The study team identified 87 articles, using the PubMed and PsycINFO databases and the 2017 American Academy of Neurology (AAN) criteria for therapeutic trials. Standardized effect sizes were calculated for comparison across trials.
 
Drugs and pharmaceuticals from the following therapeutic categories were represented: Disease-modifying therapies (DMTs) (interferon B-1a, B1b, glatiramer acetate, natalizumab, fingolimod); Symptomatic therapies (dalfampridine; cognition enhancers: rivastigmine, Gingko biloba, donepezil; Stimulants: modafinil, armodafinil, methylphenidate, amphetamine sulfate, amantadine); and 'Other' therapies that were neither DMTs nor stimulants (eg, estrogen, methylprednisolone, simvastatin, human erythropoietin).
 
A detailed review of the studies of DMTs failed to support effectiveness for treating cognitive deficits, with a majority of class III and IV evidence. "We found no class I evidence, and class II evidence was minimal to none," said Dr. Chen, postdoctoral fellow in the Center for Neuropsychology and Neuroscience Research at Kessler Foundation.
 
Though most of the studies of symptomatic therapies were randomized controlled trials with primary cognitive outcomes (i.e., higher quality evidence), there were contradictory findings, resulting in inconclusive evidence for the cognitive efficacy of symptomatic therapies.

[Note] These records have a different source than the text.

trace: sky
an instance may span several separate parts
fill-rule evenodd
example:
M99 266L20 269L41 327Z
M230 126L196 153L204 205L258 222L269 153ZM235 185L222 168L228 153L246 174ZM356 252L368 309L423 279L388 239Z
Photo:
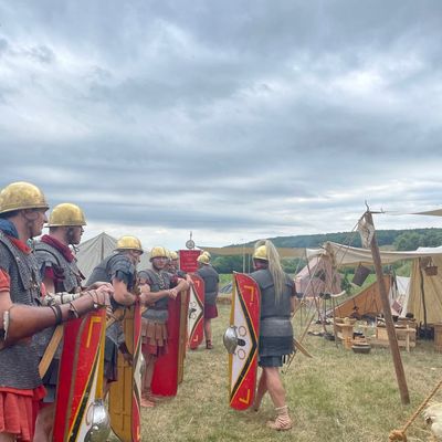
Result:
M146 249L438 209L441 23L439 0L0 0L0 187Z

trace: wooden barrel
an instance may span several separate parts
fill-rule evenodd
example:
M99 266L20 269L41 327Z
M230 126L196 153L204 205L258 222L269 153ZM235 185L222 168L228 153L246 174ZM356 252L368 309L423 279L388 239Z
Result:
M442 324L434 324L434 349L442 351Z

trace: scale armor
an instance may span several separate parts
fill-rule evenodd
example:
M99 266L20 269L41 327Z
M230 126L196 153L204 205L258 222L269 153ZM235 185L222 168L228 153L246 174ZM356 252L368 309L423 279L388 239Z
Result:
M275 286L269 270L253 272L261 290L260 356L285 356L293 352L291 297L293 281L286 275L280 303L275 301Z
M215 305L218 296L217 286L219 282L217 271L210 265L203 265L201 269L198 269L197 275L200 275L202 280L204 280L204 304Z
M155 272L154 270L145 270L143 273L147 273L150 284L150 292L160 292L164 290L170 288L170 273L166 271ZM151 319L156 322L166 323L169 315L167 312L169 305L169 297L165 296L161 299L158 299L154 305L148 308L145 313L143 313L143 317L146 319Z

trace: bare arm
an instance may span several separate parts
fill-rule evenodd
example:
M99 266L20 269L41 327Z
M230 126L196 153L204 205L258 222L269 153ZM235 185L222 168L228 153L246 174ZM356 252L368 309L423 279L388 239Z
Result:
M114 280L112 280L112 285L114 287L114 299L118 304L129 306L137 299L137 297L127 290L127 285L124 281L114 277Z

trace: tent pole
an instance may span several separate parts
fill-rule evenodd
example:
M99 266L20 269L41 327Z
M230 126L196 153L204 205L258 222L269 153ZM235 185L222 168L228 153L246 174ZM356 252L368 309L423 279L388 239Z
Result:
M101 261L103 261L104 260L104 238L103 238L103 233L102 233L102 259L101 259Z
M424 337L427 338L427 303L425 303L425 290L423 288L423 272L422 272L422 266L421 264L421 259L419 259L419 275L421 277L421 294L422 294L422 308L423 308L423 333Z
M408 404L408 403L410 403L410 396L408 392L407 379L406 379L406 373L403 370L402 359L400 356L398 337L397 337L396 330L394 330L393 318L391 316L391 307L390 307L390 302L388 299L386 282L383 280L382 263L380 260L378 240L376 238L375 223L372 220L371 212L369 210L367 210L367 212L365 213L364 217L365 217L365 221L366 221L367 225L372 228L372 238L371 238L369 245L371 249L371 255L372 255L373 263L375 263L376 277L377 277L378 284L379 284L380 298L382 301L382 309L383 309L383 317L386 319L388 340L390 343L391 355L393 358L396 377L398 379L398 386L399 386L399 391L400 391L400 396L401 396L401 401L403 404Z

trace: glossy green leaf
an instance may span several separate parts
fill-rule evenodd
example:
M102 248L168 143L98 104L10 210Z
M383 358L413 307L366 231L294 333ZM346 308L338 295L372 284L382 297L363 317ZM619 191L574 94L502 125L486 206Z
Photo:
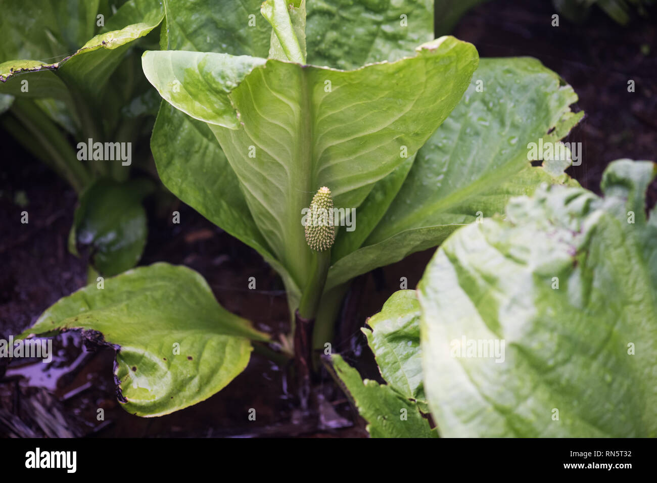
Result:
M229 95L265 62L186 51L149 51L142 57L144 73L162 99L194 119L233 129L240 120Z
M141 200L152 189L152 183L145 179L95 181L80 196L69 234L69 250L77 255L78 248L88 247L94 268L106 277L135 266L147 235Z
M207 399L246 367L249 339L267 340L185 267L155 264L104 284L62 298L20 336L79 329L114 346L120 400L132 414L161 416Z
M187 0L166 0L165 3L167 48L267 55L271 28L261 18L259 0L238 5L233 0L191 4ZM250 19L250 15L254 16ZM248 26L250 20L254 26ZM150 147L158 173L167 188L217 226L257 250L281 275L293 313L296 307L292 306L300 298L299 288L271 254L248 210L239 182L208 126L163 102Z
M657 436L656 173L616 161L603 198L541 187L443 244L419 287L442 434Z
M414 402L390 386L361 379L358 371L338 354L332 356L330 361L345 393L367 421L372 438L438 438Z
M196 82L188 87L184 78L175 77L184 72L192 79L206 79L211 76L204 72L214 71L208 64L211 59L221 64L229 58L196 55L148 52L144 57L147 77L158 90L174 80L185 86L189 102L177 106L183 110L198 110L196 104L207 103L208 96L215 105L216 95L223 95L213 97ZM205 63L199 65L199 58ZM245 62L232 58L238 68ZM177 62L173 68L172 60ZM309 193L327 185L336 206L359 204L374 182L405 160L401 147L412 155L447 116L476 63L472 45L444 37L397 62L341 72L269 60L237 87L226 83L234 87L228 97L238 113L238 128L218 127L231 120L218 118L215 112L204 120L237 174L261 233L298 285L305 282L309 257L300 229ZM168 65L168 79L164 76ZM208 79L211 83L217 80ZM367 124L362 122L365 116Z
M310 0L308 62L338 69L397 60L434 38L428 0Z
M510 196L531 193L542 181L570 182L563 175L567 162L531 167L528 145L565 136L583 114L571 112L576 100L570 86L535 59L482 59L463 99L418 152L363 246L334 264L327 289L435 246L478 217L503 212ZM379 215L358 212L361 223L373 216Z
M415 291L394 293L381 311L369 318L361 330L367 337L383 379L428 413L420 353L420 304Z
M40 15L49 14L47 8L57 10L51 3L53 2L39 1L40 8L46 10L37 9L35 12L39 12ZM69 3L74 11L83 11L74 3ZM88 16L88 12L85 15ZM85 101L97 99L98 93L102 91L110 74L121 61L125 49L133 41L147 35L159 25L163 16L164 9L158 0L130 0L108 20L106 26L116 30L99 34L91 39L86 37L85 40L77 44L78 46L81 45L77 51L58 62L5 59L5 62L0 64L2 83L0 83L0 93L22 94L18 81L24 80L21 74L29 74L24 79L35 83L25 93L28 96L62 99L64 95L60 95L60 91L62 85L60 81L58 83L55 80L56 78L52 75L54 72L57 78L64 81L74 97L82 96ZM95 12L92 12L91 17L92 21L88 19L85 21L89 22L95 28ZM47 28L41 26L40 28ZM34 49L14 48L12 50L22 53L24 51L32 52Z
M305 64L305 0L267 0L260 12L272 26L268 57Z
M0 61L43 62L70 55L93 35L99 0L0 0Z
M164 0L162 50L266 57L271 26L261 0Z

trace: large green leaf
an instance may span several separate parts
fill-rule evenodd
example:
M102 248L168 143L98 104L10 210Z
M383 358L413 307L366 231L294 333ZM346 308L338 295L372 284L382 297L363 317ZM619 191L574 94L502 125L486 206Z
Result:
M616 161L604 198L541 187L443 244L419 287L442 434L657 436L656 173Z
M237 72L225 70L230 59ZM147 77L160 92L176 81L184 86L183 97L165 93L178 108L198 114L198 104L235 107L233 113L213 110L204 120L237 174L261 233L301 285L309 250L300 215L311 193L327 185L336 206L357 206L375 181L405 160L401 147L412 155L451 110L476 53L470 44L443 37L419 48L415 57L350 72L269 60L235 87L250 62L217 54L144 56ZM220 64L223 76L217 76ZM232 90L209 92L196 80L224 82Z
M168 35L166 40L163 36L163 41L170 49L266 56L271 28L260 18L261 3L260 0L237 5L233 0L218 5L209 0L193 3L166 0ZM240 26L256 14L255 26L244 35L246 30ZM209 220L257 250L281 274L289 297L298 300L298 287L271 254L248 210L237 177L208 126L163 102L150 148L164 185Z
M428 412L422 379L420 304L415 290L394 293L381 311L367 319L367 325L361 330L367 337L383 379Z
M327 289L435 246L478 216L503 212L510 196L531 193L542 181L568 182L562 171L569 162L532 168L528 145L566 135L583 114L571 112L576 100L570 86L535 59L482 59L461 103L418 152L382 219L360 249L331 267ZM380 216L358 212L361 226Z
M207 399L246 367L249 339L267 340L223 309L203 277L185 267L141 267L98 287L62 298L20 336L79 329L85 338L114 346L120 400L138 416Z
M94 268L106 277L135 266L147 235L141 200L152 189L152 183L146 179L95 181L80 196L69 234L69 250L77 255L78 246L88 246Z
M271 27L261 0L164 0L162 50L266 57Z
M0 60L62 59L93 35L99 0L0 0Z
M269 58L306 63L306 1L267 0L260 12L271 24Z
M397 60L434 38L434 3L428 0L309 0L308 62L354 69Z
M330 359L332 369L345 393L368 422L373 438L438 438L436 430L422 417L415 402L398 394L390 386L361 379L356 369L340 356Z
M36 9L34 13L37 17L45 18L51 14L51 11L62 12L66 11L63 8L58 10L58 7L55 5L58 3L67 3L39 1L30 9ZM89 11L86 9L93 5L93 2L87 3L87 7L83 8L75 5L75 2L69 1L68 3L72 12L79 14L84 12L85 18L89 16ZM98 2L96 1L96 9L97 4ZM87 24L92 26L93 28L96 25L96 9L91 12L93 20L85 20ZM13 9L10 10L15 13ZM22 14L21 12L23 12L23 9L18 8L18 12L16 14ZM53 71L64 80L74 98L81 96L85 102L90 100L97 101L99 93L102 91L110 74L120 62L125 49L133 41L143 37L155 28L162 21L163 16L164 9L158 0L130 0L108 20L106 27L114 30L99 34L91 39L89 39L89 36L85 37L84 40L76 44L79 47L83 43L80 48L58 62L45 62L35 59L5 58L5 62L0 64L0 93L11 93L14 95L22 94L22 91L20 90L20 81L24 78L31 83L28 93L26 93L28 96L55 97L59 99L58 93L61 90L62 86L52 80L53 72L51 71ZM37 27L34 28L39 32L41 30L45 30L47 34L50 32L47 25L37 24ZM89 32L86 30L85 32L90 34L93 28ZM28 32L30 31L28 29ZM49 34L46 36L49 39L51 35ZM38 51L35 48L30 47L32 45L30 41L28 41L22 36L18 38L21 41L26 42L28 47L24 49L15 47L7 50L7 53L16 52L20 55L24 52L32 53ZM39 38L38 35L37 38ZM45 41L42 39L40 41ZM24 78L21 74L29 76ZM34 83L32 83L33 82ZM49 84L43 83L53 84L57 89L53 91L49 88Z

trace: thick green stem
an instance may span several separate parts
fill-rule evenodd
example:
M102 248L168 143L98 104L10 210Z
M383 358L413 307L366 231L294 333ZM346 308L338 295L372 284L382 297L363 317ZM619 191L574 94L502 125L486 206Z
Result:
M45 151L50 162L48 164L76 191L81 193L91 183L91 176L55 123L34 102L27 99L16 99L11 112ZM20 138L18 140L21 141Z

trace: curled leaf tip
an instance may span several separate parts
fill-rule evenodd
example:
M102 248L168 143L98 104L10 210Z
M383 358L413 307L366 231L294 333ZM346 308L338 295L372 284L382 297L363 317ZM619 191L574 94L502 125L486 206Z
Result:
M306 241L312 250L323 252L335 240L333 223L333 198L325 186L317 190L306 215Z

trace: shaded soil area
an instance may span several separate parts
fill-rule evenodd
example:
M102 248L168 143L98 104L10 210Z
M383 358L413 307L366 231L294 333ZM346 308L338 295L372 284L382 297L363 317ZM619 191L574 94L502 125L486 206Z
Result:
M581 166L570 174L599 192L604 167L620 158L655 159L657 146L657 29L639 20L623 28L594 10L587 23L551 26L545 0L493 0L468 12L455 35L482 57L530 55L558 72L586 112L568 141L581 142ZM653 18L657 16L653 13ZM646 47L647 46L647 47ZM627 91L627 81L635 91ZM84 260L66 248L75 193L8 135L0 133L0 337L22 332L49 306L86 282ZM657 200L653 183L649 202ZM164 199L164 201L163 201ZM149 234L141 264L165 261L200 272L228 310L276 334L288 330L283 288L255 251L172 197L147 202ZM170 214L181 214L180 224ZM29 223L20 223L27 211ZM405 277L415 287L434 250L357 278L334 341L361 374L378 379L359 328ZM255 277L257 287L248 288ZM190 314L193 316L193 314ZM364 436L364 425L324 374L319 420L296 409L288 371L254 354L241 375L200 404L159 418L127 413L116 401L114 351L85 347L74 333L54 340L52 363L0 359L0 435L97 436ZM256 409L256 421L248 419ZM104 418L99 420L99 409Z

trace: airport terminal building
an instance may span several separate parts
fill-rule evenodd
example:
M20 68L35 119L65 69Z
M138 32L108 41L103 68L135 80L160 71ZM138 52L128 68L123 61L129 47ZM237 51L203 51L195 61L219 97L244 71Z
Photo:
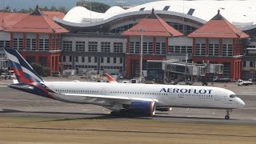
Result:
M141 50L144 70L147 60L190 54L193 62L224 64L223 77L248 78L255 67L252 2L159 1L127 10L112 6L104 14L75 6L64 18L53 18L55 23L46 20L49 32L38 31L40 25L22 26L26 16L6 26L11 19L6 16L0 19L0 48L17 48L30 62L44 62L53 71L61 64L63 69L104 70L129 78L139 74Z

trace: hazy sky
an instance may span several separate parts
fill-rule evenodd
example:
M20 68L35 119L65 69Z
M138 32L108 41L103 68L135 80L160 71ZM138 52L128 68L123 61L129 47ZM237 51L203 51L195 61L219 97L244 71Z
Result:
M81 0L0 0L0 9L9 6L11 9L27 9L34 8L37 4L40 7L44 6L65 6L67 9L70 9L76 5L76 2ZM115 5L115 2L126 2L123 5L138 5L142 3L146 3L149 2L157 1L157 0L86 0L87 2L98 2L106 3L110 6Z

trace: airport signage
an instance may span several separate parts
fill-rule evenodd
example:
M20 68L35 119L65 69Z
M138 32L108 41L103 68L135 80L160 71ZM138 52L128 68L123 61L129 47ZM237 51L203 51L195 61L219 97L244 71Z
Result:
M210 94L213 90L205 89L178 89L178 88L162 88L160 93L174 93L174 94Z

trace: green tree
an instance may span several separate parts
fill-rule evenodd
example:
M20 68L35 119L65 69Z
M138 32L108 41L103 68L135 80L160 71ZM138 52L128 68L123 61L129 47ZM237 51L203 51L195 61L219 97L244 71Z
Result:
M57 10L57 11L60 11L60 12L64 13L64 14L66 14L66 13L67 13L65 6L59 6L59 7L58 8L58 10Z

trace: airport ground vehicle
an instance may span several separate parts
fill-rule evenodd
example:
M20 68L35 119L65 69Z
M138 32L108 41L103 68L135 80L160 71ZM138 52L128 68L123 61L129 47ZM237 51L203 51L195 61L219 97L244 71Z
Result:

For research involving 'other' agents, there was again insufficient evidence to support their use to treat cognitive problems.
 
In conclusion, there was insufficient evidence for cognitive efficacy across the spectrum of pharmacologic agents used in the treatment of multiple sclerosis.
 
Dr  Genova, director of the Center for Neuropsychology and Neuroscience Research explained, "Given the impact of cognitive dysfunction on individuals with Multiple Sclerosis, it is prudent to explore the potential for cognitive efficacy of available pharmaceuticals. The design of future studies, especially of DMTs, must focus on cognitive outcomes and follow standardized criteria such as the AAN's. Randomized, controlled studies with cognition as the primary outcomes will provide clinicians with the information they need to choose optimal treatments for patients."